Environmental factors, susceptible hosts, fungal exposure, and immunity play a role in the pathogenesis of AFRS [8]. Fungal antigens can initiate a cycle of inflammation by inducing type I hypersensitivity. Inflammation leads to mucus hypersecretion and cilia dysfunction. Sinus obstruction and chronic injury will then ensue, causing a niche for fungi to grow and multiply [9].

The aim of this review was to summarize recent local methods for the diagnosis and management of AFRS. In this review, the recent literature on AFRS cases in Saudi Arabia with relevance to its epidemiology, diagnosis, and management was studied and compared with international data.

Review

Epidemiology

Due to the controversial and varying definitions of AFRS, a clear prevalence of the disease is difficult to obtain. For instance, in Japan, out of 429 patients who underwent endoscopic sinus surgery (ESS), only six patients (1.4%) were diagnosed with AFRS [10]. In contrast, the prevalence is higher in India and the southern parts of the US [11]. It is mostly observed in young men, as they are more likely to be predisposed to risk factors [12]. However, regardless of racial differences in prevalence, bone erosions are common in African Americans [13].
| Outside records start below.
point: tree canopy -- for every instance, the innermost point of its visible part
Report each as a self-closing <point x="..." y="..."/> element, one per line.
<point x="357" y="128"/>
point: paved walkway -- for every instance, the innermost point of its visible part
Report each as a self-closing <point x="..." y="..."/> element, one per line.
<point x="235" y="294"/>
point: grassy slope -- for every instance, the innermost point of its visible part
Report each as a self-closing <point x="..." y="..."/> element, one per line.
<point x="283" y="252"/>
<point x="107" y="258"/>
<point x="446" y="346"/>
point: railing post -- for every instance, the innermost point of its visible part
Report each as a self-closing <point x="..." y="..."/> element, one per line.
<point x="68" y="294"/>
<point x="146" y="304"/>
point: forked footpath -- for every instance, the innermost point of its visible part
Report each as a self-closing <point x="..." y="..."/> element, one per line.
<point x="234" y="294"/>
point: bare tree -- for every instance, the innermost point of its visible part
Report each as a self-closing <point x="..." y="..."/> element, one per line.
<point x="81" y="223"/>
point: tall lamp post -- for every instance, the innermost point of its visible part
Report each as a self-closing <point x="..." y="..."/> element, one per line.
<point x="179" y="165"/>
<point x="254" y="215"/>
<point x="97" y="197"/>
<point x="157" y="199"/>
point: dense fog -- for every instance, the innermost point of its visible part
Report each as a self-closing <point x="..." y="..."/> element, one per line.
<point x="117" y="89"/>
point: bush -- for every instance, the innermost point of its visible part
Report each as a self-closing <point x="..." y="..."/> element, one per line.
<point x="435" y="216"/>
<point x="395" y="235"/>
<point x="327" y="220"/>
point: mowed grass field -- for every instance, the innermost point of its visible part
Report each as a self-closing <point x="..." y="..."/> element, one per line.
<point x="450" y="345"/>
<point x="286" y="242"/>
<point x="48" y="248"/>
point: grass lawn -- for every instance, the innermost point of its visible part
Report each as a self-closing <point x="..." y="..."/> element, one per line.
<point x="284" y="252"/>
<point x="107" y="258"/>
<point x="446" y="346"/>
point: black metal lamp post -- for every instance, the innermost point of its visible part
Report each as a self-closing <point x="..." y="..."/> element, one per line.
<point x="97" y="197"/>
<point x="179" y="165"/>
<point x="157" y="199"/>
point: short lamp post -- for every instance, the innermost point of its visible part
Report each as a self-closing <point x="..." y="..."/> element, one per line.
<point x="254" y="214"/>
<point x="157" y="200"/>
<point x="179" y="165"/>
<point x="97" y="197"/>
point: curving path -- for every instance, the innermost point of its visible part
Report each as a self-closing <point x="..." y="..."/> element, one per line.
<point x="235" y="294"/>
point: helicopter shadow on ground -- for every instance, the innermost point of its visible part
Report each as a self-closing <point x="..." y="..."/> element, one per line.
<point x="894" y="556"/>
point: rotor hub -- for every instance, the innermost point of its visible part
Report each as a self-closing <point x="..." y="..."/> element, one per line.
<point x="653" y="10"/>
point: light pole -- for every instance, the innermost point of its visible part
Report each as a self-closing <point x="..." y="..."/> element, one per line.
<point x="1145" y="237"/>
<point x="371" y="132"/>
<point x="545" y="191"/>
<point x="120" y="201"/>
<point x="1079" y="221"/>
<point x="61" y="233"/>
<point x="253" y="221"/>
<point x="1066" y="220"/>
AFRS is commonly reported in areas with warm and humid climates [14]. Ghegan et al. [15] have identified low socioeconomic status and structural anomalies as predisposing factors for AFRS. A higher incidence was observed among people in rural areas because of their work in the agricultural fields in warm weather, exposing their nasal mucosa to injury and fungal colonization [12]. Other predisposing factors include asthma, atopy, and aspirin sensitivity [16].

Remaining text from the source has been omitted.